When training deep neural networks, choosing the right optimizer can make the difference between fast, stable convergence and hours of frustration. One of the most widely used algorithms is Adam (Adaptive Moment Estimation), introduced by Diederik P. Kingma and Jimmy Ba in 2014. Adam has become the default optimizer in many frameworks (PyTorch, TensorFlow, JAX) and is still at the heart of cutting-edge models like transformers.
The Idea Behind Adam
Adam combines two key ideas from earlier optimizers:
Momentum Momentum smooths the path of gradient descent by keeping a moving average of past gradients. If the slope keeps pointing in the same direction, the update accelerates (like a ball picking up speed as it rolls downhill). This reduces jitter and helps escape shallow valleys.
Adaptive step sizes (RMS scaling) Inspired by RMSProp, Adam keeps track of the average magnitude of past squared gradients.
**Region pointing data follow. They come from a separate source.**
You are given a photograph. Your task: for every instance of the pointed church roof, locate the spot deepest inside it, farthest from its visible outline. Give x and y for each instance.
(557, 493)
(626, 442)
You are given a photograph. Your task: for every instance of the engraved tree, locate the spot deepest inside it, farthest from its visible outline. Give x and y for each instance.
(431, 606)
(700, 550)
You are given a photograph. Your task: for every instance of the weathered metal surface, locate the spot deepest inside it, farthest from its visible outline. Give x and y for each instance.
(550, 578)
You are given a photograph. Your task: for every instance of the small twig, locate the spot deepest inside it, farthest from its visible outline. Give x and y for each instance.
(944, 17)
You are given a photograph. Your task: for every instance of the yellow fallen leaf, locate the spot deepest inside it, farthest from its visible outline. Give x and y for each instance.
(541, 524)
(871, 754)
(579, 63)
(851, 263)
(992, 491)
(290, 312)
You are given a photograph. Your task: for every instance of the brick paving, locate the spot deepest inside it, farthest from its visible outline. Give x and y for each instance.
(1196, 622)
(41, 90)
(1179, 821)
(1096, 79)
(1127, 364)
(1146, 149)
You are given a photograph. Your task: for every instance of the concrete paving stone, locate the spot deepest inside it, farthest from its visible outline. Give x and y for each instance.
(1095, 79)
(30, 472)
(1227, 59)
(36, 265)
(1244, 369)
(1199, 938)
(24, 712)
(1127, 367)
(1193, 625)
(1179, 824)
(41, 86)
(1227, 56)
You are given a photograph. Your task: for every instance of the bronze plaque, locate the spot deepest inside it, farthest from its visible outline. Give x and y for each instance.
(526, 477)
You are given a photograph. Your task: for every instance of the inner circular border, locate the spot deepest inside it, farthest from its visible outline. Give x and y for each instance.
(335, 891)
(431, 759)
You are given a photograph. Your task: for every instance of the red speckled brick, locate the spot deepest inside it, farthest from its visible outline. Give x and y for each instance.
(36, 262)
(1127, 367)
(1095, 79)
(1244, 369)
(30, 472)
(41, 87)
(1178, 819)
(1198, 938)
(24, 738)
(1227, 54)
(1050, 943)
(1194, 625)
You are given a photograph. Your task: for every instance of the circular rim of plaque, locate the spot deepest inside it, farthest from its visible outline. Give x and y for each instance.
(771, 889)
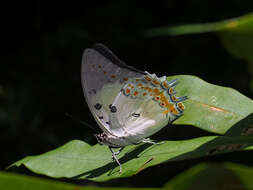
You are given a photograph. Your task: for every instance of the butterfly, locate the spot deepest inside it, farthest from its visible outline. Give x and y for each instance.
(128, 104)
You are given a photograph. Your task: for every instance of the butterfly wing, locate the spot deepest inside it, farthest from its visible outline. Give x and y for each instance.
(103, 75)
(146, 105)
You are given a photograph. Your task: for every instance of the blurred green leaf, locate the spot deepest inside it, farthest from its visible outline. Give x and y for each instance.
(236, 35)
(211, 107)
(79, 160)
(213, 176)
(11, 181)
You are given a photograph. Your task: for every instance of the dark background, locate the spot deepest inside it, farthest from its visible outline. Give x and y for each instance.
(42, 44)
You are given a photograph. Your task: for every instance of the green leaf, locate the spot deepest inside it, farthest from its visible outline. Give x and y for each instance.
(11, 181)
(236, 35)
(213, 176)
(237, 25)
(79, 160)
(211, 107)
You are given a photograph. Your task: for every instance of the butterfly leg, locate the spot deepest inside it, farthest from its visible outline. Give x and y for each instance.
(148, 140)
(115, 158)
(119, 151)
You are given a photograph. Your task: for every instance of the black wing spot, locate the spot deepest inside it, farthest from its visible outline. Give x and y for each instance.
(113, 109)
(136, 114)
(97, 106)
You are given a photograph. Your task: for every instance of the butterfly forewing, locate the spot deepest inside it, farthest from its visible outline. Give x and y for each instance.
(103, 76)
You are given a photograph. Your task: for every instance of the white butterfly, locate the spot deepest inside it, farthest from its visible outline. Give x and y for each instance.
(128, 104)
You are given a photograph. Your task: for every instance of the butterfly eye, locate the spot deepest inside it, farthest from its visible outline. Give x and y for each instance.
(97, 106)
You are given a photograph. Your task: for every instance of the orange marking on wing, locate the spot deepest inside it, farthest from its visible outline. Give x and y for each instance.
(136, 93)
(165, 112)
(171, 90)
(165, 85)
(173, 110)
(156, 91)
(128, 91)
(148, 78)
(156, 82)
(157, 98)
(174, 98)
(140, 85)
(181, 106)
(213, 108)
(165, 100)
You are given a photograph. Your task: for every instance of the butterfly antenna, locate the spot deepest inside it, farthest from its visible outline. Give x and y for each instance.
(82, 122)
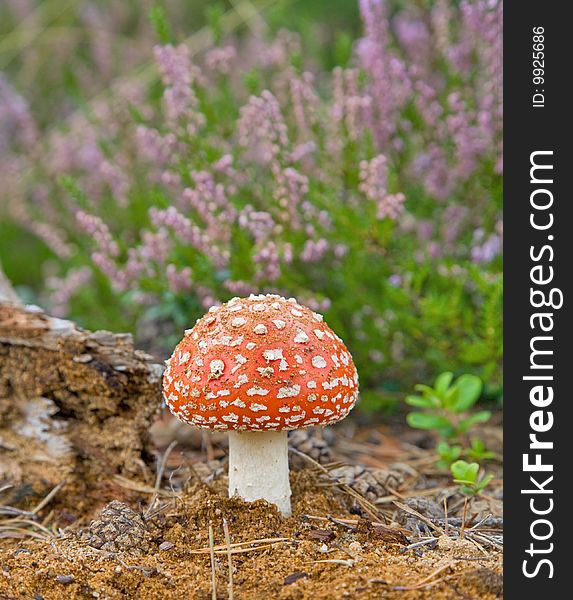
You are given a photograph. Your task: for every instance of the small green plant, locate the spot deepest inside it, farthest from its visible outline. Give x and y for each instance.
(478, 451)
(448, 454)
(467, 476)
(446, 411)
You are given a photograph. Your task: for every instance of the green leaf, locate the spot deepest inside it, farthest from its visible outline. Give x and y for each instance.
(483, 483)
(420, 402)
(428, 421)
(443, 383)
(464, 472)
(469, 389)
(479, 417)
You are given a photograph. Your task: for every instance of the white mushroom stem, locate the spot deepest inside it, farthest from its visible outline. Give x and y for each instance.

This lets it scale the learning rate per parameter:
- Large gradients → smaller step size (be cautious).
- Small gradients → larger step size (be bold).
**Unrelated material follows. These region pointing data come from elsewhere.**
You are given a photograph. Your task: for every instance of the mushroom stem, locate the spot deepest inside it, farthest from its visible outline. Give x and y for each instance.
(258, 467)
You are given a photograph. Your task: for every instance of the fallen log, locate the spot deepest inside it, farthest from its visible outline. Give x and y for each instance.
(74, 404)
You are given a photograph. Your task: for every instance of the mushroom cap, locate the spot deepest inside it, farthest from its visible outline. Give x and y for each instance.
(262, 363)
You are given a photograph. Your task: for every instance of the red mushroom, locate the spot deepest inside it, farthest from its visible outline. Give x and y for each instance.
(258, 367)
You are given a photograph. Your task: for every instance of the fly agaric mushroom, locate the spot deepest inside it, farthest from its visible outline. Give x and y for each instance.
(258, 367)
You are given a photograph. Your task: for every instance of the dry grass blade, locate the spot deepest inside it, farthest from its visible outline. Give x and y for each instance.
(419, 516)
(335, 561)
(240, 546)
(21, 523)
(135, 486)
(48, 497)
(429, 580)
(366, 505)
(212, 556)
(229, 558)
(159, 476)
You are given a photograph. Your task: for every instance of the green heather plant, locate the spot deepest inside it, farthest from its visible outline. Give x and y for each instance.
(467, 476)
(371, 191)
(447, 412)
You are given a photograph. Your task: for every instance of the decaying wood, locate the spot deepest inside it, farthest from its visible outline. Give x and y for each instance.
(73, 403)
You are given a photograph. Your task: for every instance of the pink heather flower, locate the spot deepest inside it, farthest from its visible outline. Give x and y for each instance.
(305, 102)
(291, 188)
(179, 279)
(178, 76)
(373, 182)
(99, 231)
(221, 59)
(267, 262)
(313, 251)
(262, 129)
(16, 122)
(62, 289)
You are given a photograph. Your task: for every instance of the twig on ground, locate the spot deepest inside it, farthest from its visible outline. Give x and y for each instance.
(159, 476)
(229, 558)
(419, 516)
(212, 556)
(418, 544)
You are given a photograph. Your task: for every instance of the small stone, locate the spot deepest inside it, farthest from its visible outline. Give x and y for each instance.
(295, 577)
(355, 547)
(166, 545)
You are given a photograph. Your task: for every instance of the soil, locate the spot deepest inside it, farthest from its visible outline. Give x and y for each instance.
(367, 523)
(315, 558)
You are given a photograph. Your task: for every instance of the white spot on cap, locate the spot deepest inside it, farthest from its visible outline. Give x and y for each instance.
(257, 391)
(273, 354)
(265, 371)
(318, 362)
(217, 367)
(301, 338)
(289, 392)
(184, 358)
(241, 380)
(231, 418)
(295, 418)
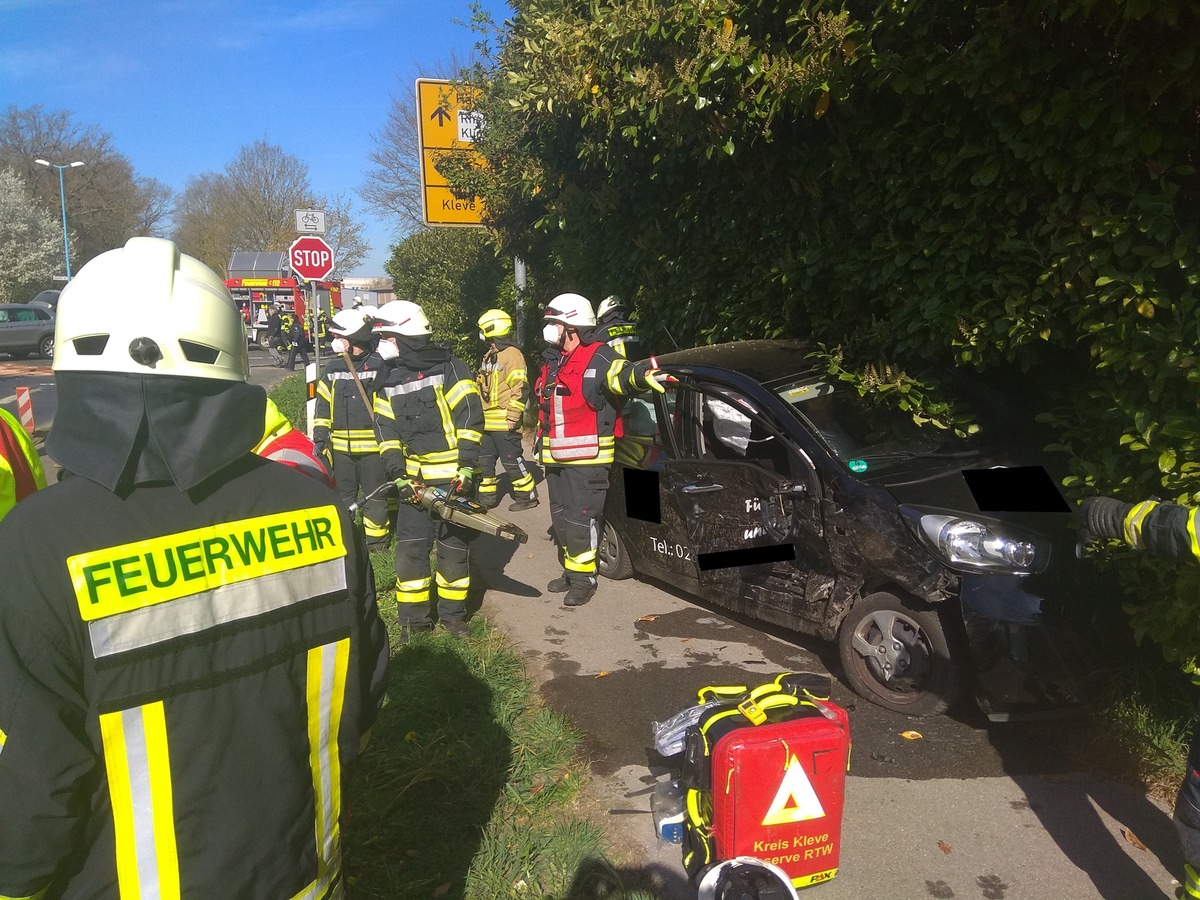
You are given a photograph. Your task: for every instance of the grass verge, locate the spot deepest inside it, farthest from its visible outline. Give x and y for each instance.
(471, 784)
(1141, 729)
By combining these two, Adam adapts both direction (via momentum) and step size (via RMS scaling) dynamically.
The Update Rule
At each step $t$, given the gradient $g_t$:
$$ m_t = \beta_1 m_{t-1} + (1-\beta_1) g_t $$
$$ v_t = \beta_2 v_{t-1} + (1-\beta_2) g_t^2 $$
Bias corrections (important for the early steps):
$$ \hat{m}_t = \frac{m_t}{1-\beta_1^t}, \quad \hat{v}_t = \frac{v_t}{1-\beta_2^t} $$
Parameter update:
$$ \theta_{t+1} = \theta_t - \alpha \frac{\hat{m}_t}{\sqrt{\hat{v}_t} + \varepsilon} $$
Defaults: $\alpha = 0.001, \beta_1 = 0.9, \beta_2 = 0.999, \varepsilon = 10^{-8}$.
Intuition Recap
- Momentum ($m_t$): If gradients keep pointing in the same direction, accelerate.
- RMS scaling ($v_t$): If gradients have been large, slow down; if they’ve been small, speed up.
- Bias correction: Prevents the early averages (which start at zero) from underestimating the true signal.
Adam vs. SDG
Let’s compare Adam with stochastic gradient descent (SDG). The 3D plot shows the Rosenbrock function’s characteristic banana-shaped valley as a surface. The optimization trajectories are overlaid above the surface for clarity. The Adam optimizer (red) quickly moves along the valley and reaches the minimum first, demonstrating its fast convergence in this setup. The SGD optimizer (green) progresses more gradually, following a smoother path toward the minimum but taking longer to converge.
See my Github for the Code.
Limitations of Adam
Adam isn’t perfect:
Generalization gap On tasks like image classification, Adam often converges faster than SGD but to sharper minima, leading to worse test accuracy.
Non-convergence in theory The original Adam can fail to converge in certain convex problems. Variants like AMSGrad fix this.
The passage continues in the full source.